As it turns out, President Lincoln was more focused on patriotism than profit when it came to investing:
“All told, Lincoln invested half of his Presidential income in U.S. government securities. He could have made more profit investing in the stock market or speculating in the price of gold, but maximizing profit was not his goal. Instead, he wanted to put his money to work to insure the future of his family and his nation.”
Also, how is this for a fun fact?
“On April 7, 1866, Congress made it illegal for any living person to appear on government money or bonds of any kind. The law stands to this day, preventing the image of current and recent Presidents from appearing on the nation’s currency and coins.”
For all commodity traders, 1933 marks a standout year in the history of their business:
“Dow Jones announced the creation of an index of commodity futures prices on October 3, 1933. Figure 1 contains the Wall Street Journal article on the index creation date announcing the newly developed “Dow Jones Index of Commodities”. The index was calculated hourly and published on the Dow Jones news ticker and bulletins.
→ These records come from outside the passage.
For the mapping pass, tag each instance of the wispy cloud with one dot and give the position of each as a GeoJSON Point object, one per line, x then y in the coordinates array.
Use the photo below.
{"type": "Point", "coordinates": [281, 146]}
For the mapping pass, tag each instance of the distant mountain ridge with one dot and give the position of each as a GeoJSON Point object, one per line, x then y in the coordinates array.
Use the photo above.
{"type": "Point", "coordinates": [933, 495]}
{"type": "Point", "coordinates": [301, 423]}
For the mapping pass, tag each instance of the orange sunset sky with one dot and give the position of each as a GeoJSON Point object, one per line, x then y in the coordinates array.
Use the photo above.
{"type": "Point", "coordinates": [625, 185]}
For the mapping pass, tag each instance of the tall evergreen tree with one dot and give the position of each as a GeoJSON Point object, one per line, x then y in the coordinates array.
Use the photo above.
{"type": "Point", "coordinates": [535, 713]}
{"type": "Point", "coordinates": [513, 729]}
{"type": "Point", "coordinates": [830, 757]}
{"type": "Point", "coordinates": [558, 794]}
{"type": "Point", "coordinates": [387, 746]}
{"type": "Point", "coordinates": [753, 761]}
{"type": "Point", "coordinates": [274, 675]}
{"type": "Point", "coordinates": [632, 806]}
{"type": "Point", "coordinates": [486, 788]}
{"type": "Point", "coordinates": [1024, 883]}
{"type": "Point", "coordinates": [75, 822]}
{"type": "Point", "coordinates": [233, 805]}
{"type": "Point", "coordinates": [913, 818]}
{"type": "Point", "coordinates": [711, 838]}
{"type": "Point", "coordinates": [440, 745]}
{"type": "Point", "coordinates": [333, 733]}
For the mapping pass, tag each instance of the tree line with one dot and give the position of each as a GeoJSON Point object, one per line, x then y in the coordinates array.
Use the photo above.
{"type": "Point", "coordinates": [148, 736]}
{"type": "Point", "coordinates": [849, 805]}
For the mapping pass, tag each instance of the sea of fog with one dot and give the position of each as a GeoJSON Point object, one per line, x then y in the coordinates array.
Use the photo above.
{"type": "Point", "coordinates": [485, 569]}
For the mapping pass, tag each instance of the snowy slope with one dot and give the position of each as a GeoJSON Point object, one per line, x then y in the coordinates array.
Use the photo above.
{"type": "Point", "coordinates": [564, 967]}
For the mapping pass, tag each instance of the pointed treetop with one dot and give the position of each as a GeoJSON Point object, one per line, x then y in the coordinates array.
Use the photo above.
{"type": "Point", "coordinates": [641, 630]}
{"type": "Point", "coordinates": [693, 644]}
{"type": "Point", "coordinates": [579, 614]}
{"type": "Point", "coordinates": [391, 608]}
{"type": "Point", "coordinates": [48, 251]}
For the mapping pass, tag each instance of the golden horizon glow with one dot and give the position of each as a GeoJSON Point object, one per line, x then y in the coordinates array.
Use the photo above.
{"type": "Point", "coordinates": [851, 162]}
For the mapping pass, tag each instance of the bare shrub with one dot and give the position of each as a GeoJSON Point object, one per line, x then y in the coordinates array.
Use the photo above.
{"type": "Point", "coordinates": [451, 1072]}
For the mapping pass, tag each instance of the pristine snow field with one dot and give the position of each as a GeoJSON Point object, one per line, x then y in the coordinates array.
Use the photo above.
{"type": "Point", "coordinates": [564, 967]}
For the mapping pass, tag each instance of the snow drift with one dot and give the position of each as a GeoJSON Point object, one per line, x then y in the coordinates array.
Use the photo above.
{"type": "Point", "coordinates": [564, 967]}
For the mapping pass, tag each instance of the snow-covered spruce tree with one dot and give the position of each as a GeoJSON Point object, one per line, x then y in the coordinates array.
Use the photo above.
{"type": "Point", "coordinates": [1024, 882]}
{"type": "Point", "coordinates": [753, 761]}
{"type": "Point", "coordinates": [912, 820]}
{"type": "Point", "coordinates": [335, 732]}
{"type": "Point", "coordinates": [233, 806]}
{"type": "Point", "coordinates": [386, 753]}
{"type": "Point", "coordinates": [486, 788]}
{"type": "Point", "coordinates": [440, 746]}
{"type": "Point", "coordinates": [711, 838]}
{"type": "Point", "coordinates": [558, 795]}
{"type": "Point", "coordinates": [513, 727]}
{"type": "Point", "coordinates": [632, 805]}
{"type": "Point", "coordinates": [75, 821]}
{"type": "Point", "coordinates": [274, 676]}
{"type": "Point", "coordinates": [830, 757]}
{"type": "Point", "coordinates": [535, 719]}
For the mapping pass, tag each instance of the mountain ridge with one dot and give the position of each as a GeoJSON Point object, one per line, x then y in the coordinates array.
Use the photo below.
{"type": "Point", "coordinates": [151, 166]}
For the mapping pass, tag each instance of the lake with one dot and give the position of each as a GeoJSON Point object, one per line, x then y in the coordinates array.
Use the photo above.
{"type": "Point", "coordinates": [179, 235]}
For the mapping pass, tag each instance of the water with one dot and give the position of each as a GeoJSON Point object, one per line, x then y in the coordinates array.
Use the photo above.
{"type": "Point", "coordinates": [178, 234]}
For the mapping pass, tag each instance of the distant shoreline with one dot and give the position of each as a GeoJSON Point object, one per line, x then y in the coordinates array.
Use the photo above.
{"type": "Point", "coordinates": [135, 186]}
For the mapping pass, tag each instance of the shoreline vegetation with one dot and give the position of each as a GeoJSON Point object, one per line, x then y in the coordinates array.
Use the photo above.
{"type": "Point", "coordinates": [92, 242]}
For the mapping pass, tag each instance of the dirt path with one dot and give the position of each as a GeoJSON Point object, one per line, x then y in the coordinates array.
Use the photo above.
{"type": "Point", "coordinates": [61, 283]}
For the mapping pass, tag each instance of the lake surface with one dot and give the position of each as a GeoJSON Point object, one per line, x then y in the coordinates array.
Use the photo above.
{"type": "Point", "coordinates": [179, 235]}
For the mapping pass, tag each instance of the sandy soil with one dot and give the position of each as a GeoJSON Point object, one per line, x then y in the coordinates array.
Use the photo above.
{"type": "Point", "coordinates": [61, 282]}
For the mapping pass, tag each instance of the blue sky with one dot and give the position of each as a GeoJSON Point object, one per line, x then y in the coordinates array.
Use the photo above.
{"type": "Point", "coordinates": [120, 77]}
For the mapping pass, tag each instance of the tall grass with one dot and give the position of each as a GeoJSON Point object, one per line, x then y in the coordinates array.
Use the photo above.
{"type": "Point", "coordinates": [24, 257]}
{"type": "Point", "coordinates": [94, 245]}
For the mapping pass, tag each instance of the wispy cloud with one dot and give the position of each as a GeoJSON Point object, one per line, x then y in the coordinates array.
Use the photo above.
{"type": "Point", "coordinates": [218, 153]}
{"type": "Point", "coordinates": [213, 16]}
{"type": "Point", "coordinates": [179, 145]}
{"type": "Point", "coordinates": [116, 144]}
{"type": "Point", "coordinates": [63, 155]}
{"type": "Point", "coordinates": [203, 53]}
It was based on the prices of eleven actively traded commodity futures.”
In this article:
“We document the properties of the first commodity futures index, the Dow Jones Commodity Futures Index, and use it as a historical laboratory experiment to study the pricing of commodity futures. Despite the setbacks posed by contract failure and trading suspensions of index constituents, the index earned a risk premium of 3.7% per year between 1933 and 1998. The index exhibits time‐varying correlations with equities that are higher around economic downturns, and a correlation with inflation that are positive and exceed those of traditional assets.”
In October 2018, I recorded an episode of what I planned to be a new financial history podcast. In this episode with Jim O’Shaughnessy, I discuss the first ever behavioral finance book, which was written in 1688: Confusions de Confusiones. The conversation focuses heavily on human nature, behavioral biases, and why arbitraging human nature is the last sustainable edge.
Here is a link to the book: Confusions de Confusiones
Everybody’s heard the saying “Don’t fight the Fed”. Well this paper discusses forecasting real growth using the yield curve since 1875. Fixed Income junkies, eat your heart out:
“Over the period 1875 to 1997, using the yield curve helps forecast real growth. Using both the level and slope of the curve improves forecasts more than using either variable alone. Forecast performance changes over time and depends somewhat on whether recursive or rolling out of sample regressions are used.”